Kia ora tatou, a very warm welcome back to you all. A particular warm welcome to our new students here today who I know the rest of you will support settle into the school. I’ve seen a number of you already through course confirmation and last week’s peer support programme, but it is nice to see you back in your uniform sitting all together in a space we know so well.
Today I would like to tell you a story. The reason why I want to tell you this story is that at the end of last year we had over a hundred people undertake peer support training, and at the beginning of this year we took 68 of those students (a record number) to Peer Support Camp to run a programme for our new Year 9 students. There are 160 students sitting in this hall today. Twelve of you are likely to be on the Student Executive, elected in a couple of weeks. But we would expect a lot more than 12 will nominate yourselves to be considered. So this story…
In 2004 I was part of a year group that had about 250 students in it and in the system I was part of, about 40 students every year are chosen to be prefects. I wanted so badly to be a prefect. I remember as a tiny year 9 how much I hero worshiped the prefects. At the end of year twelve, there was a school wide vote and I wasn’t in the top 40. I wasn’t made a prefect. The system was as flawed as the Electoral College but putting that aside for a moment, this was heartbreaking for me. I remember balling my eyes out. Tears that you can only cry as a child. The ones where your mouth sort of starts gagging for air and you have no control over the noises you are making.

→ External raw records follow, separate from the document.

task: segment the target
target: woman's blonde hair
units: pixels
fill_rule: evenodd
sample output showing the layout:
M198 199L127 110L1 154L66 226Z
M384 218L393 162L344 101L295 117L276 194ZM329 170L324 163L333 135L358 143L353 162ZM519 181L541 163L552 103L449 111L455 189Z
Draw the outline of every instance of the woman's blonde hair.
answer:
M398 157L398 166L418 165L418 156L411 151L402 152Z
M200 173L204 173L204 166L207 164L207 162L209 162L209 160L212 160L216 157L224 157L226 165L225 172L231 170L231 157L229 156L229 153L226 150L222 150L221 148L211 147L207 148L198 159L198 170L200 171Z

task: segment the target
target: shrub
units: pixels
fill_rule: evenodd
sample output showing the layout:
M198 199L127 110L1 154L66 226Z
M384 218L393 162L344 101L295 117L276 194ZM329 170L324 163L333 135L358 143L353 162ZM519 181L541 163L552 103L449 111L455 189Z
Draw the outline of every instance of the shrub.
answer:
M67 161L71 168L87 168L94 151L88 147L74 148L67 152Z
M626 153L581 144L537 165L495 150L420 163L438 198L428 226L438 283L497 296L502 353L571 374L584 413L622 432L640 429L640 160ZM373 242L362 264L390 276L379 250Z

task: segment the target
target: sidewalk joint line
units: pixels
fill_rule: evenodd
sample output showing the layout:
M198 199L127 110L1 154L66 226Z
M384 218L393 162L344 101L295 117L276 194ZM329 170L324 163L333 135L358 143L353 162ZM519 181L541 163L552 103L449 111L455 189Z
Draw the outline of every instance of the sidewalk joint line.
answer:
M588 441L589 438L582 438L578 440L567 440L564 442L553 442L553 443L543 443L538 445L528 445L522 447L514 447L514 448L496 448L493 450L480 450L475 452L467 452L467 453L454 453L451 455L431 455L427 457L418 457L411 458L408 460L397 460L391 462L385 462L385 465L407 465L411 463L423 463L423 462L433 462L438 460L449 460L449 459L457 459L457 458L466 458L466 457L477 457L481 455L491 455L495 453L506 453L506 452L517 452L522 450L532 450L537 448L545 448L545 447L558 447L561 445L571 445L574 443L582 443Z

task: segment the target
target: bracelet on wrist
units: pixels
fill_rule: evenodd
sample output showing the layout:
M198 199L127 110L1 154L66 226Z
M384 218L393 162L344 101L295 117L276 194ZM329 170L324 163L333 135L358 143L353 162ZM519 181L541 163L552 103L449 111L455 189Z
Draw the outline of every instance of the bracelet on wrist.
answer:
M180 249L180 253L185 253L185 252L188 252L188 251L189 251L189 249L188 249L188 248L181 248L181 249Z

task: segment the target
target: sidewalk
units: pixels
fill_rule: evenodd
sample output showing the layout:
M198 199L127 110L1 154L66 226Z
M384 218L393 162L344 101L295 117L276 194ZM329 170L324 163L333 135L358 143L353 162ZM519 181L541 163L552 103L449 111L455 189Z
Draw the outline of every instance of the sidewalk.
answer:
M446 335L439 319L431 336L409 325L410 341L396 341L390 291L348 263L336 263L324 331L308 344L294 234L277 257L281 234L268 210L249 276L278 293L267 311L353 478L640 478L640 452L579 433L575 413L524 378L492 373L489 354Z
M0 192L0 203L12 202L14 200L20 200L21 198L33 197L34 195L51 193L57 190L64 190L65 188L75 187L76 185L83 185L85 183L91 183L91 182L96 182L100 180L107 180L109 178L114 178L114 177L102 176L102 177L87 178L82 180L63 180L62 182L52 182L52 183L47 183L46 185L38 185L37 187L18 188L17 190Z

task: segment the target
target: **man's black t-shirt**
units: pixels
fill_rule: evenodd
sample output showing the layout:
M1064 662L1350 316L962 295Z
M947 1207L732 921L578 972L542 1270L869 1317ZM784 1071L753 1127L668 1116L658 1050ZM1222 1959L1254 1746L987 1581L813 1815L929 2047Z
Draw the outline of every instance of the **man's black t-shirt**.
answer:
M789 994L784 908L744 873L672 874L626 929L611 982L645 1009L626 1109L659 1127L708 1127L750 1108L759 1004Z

I’m sharing this with you, not just because I passionately endorse the cathartic impact of a good cry, but because these emotions of disappointment are totally valid. Everyone in this room has felt that at some point to various different degrees. And I’d wager most of us in this room have cried to the point where you are dehydrated.
But what did I do about this? I had told a lot of people that I wanted to be a prefect, so I was pretty embarrassed to have missed out. I bounced back pretty well. I stayed strong through that perceived embarrassment and came out the other side. I wanted to prove I could make a difference.

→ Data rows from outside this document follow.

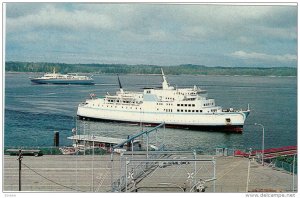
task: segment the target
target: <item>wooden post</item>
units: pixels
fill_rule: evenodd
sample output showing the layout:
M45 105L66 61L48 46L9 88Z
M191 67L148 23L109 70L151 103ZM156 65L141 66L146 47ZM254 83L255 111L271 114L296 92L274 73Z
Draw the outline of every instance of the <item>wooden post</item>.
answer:
M59 146L59 132L58 131L54 131L54 146L58 147Z
M19 158L18 158L18 161L19 161L19 191L21 191L21 170L22 170L22 166L21 166L21 161L22 161L22 150L20 149L19 150Z

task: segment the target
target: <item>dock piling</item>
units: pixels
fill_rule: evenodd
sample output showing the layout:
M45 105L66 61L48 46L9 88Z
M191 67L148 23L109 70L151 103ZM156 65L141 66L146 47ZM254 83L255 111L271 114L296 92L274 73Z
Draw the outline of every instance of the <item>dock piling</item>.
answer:
M59 132L58 131L54 131L54 146L55 147L59 147Z

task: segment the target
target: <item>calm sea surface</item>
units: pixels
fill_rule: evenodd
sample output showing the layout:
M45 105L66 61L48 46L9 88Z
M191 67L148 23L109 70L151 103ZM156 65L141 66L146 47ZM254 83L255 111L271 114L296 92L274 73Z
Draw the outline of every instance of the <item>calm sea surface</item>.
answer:
M118 90L115 75L94 76L96 85L33 85L34 74L5 74L5 146L52 146L54 131L60 132L60 145L71 141L76 126L77 105L90 93L103 96ZM265 148L297 144L297 78L245 76L167 76L178 87L197 85L223 108L247 109L251 114L242 134L166 129L165 144L174 150L212 151L218 146L260 149L265 126ZM160 76L121 75L125 90L141 91L159 86ZM126 138L140 131L139 126L119 123L77 122L81 133ZM84 130L83 130L84 128Z

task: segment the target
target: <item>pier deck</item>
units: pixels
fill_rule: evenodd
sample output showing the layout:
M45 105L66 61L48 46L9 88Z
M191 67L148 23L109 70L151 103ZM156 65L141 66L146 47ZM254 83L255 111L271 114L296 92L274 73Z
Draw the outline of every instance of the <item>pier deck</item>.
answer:
M202 156L201 156L202 157ZM22 160L22 191L54 192L110 192L111 181L120 171L117 169L118 155L114 156L114 171L111 171L110 155L63 156L44 155L24 156ZM4 156L3 191L18 191L17 156ZM173 159L173 157L172 157ZM247 158L216 157L215 192L246 192L248 163ZM185 165L189 166L191 164ZM157 169L152 177L137 184L138 192L180 192L184 178L177 178L176 184L161 185L161 179L168 167ZM185 168L178 169L178 175L186 175ZM112 175L114 174L114 175ZM160 177L156 177L155 174ZM170 181L171 182L171 181ZM297 175L294 179L297 187ZM212 192L212 182L206 183L206 192ZM271 167L262 167L251 161L249 191L272 189L291 192L293 176Z

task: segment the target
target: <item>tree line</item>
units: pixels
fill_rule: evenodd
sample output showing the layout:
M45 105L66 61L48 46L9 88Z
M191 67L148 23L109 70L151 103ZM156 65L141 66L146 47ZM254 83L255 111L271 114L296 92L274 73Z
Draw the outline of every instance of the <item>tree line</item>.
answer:
M66 64L46 62L5 63L6 72L53 72L59 73L94 73L94 74L160 74L161 68L172 75L251 75L251 76L296 76L297 68L293 67L207 67L204 65L127 65L127 64Z

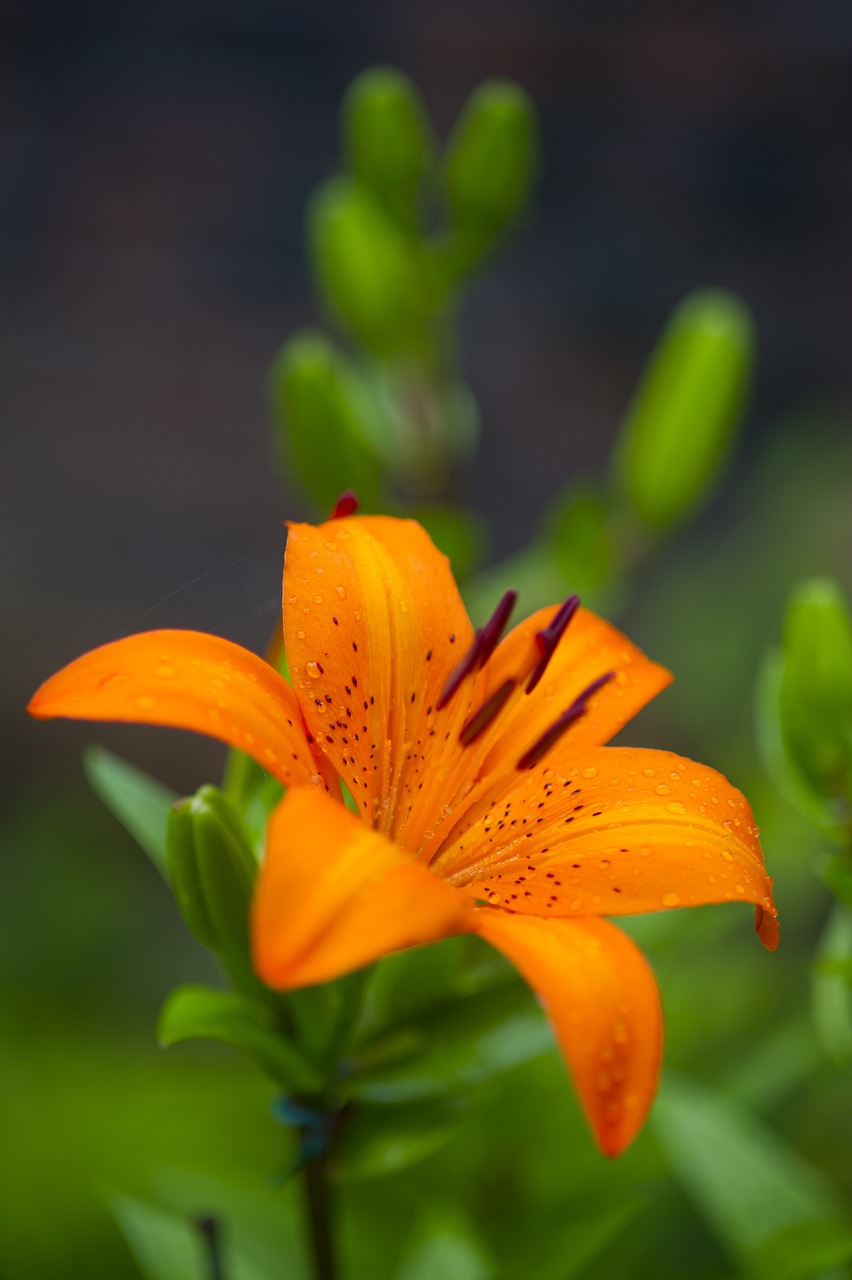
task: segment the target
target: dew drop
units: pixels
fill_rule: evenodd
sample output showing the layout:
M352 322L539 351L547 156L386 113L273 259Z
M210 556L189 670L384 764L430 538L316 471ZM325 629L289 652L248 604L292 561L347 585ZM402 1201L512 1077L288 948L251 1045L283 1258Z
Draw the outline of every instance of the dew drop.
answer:
M589 766L589 768L588 768L588 769L584 769L584 770L583 770L583 777L584 777L584 778L596 778L597 776L598 776L598 771L597 771L597 769L593 768L593 766L591 766L591 765Z
M297 640L304 640L304 638L305 638L305 633L304 633L304 631L297 631L297 632L296 632L296 639L297 639Z
M656 773L656 769L643 769L642 772L644 773L646 778L653 778L654 774Z
M326 551L336 551L336 550L337 550L337 543L336 543L336 542L326 542L326 543L324 543L323 545L325 546Z
M319 680L320 675L322 674L322 672L319 669L319 665L316 662L306 662L305 671L308 673L308 675L311 677L312 680Z
M726 862L733 862L734 860L734 855L732 853L728 853L727 849L722 850L722 857L725 859Z
M612 1028L612 1038L616 1044L627 1044L630 1039L630 1032L625 1022L616 1022Z
M154 699L150 694L143 694L141 698L136 699L136 705L140 711L149 711L154 705Z
M157 675L162 676L164 680L168 680L169 676L173 676L174 673L174 667L170 667L167 662L164 662L162 666L157 667Z
M741 885L741 884L735 884L735 885L734 885L734 888L736 889L737 893L745 893L745 886L744 886L744 885Z
M664 907L676 907L680 903L680 895L677 893L664 893L662 903Z
M322 604L322 596L314 596L314 604Z
M671 791L671 787L668 785L667 782L658 782L657 785L654 787L654 790L656 791L658 796L667 796Z
M336 588L335 588L335 590L337 591L337 594L340 596L340 599L341 599L341 600L345 600L345 599L346 599L346 588L345 588L345 587L336 587Z
M679 800L673 800L671 804L666 805L666 812L682 815L686 813L686 809L683 807L683 805Z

It wasn’t long before I put together my love of cinema and new Audio Visual room built in the library. So I set about creating a film club. Cutting a long story short, this involved getting the library staff on board, a supportive teacher that helped mentor me through the process and a letter to the school leadership requesting a budget for the DVDs etc. I got granted $500, and bought films like Singing in the Rain, Butch Cassidy and Sundance Kid, the 1933 King Kong and Casablanca.
I started showing a classic film every week over a series of lunchtimes. The room was filled with people experiencing the films of Alfred Hitchcock, Francis Ford Coppola, Stanley Kubrick – films that theses students might never have seen without this opportunity. I became well known around the school for coordinating this, with students approaching me with film requests – and making connections with peers who also had a passion for cinema.
I set up the cinema club to be continued for years to come and despite not being officially recognised as a ‘leader’ I had shown that anyone can actually make a difference.
Unfortunately the following year, someone discovered that the film club wasn’t covered by the school’s copyright permissions, and we had actually been illegally showing films and we liable for fines up to $80,000. Film club didn’t continue – but at least we had one year of cinematic magic.
I’m extremely proud of the peer support students. I will be extremely proud of those that make it into the Student Executive. But neither of these things stop anybody in this year group from making a positive difference to Newlands College.
As the great philosopher Emanuel Gorges said to me in last week, who may or may not have been quoting someone else: “’What you do for yourself dies with you when you leave this world, what you do for others lives on forever”. So the challenge we are posing to you today is now that you are Year 13 students, the leaders of the school: what are you going to give back?
I haven’t mentioned yet our results last year. And while it’s true that they are the best Level Two results this school has ever had and we should celebrate and we should be proud – this is only one measure of success. There are other ways of measuring how good you are as a year group – and how well you give back and create opportunities for others, lead the way by creating a positive inclusive environment – that is the measure I’m truly interested in.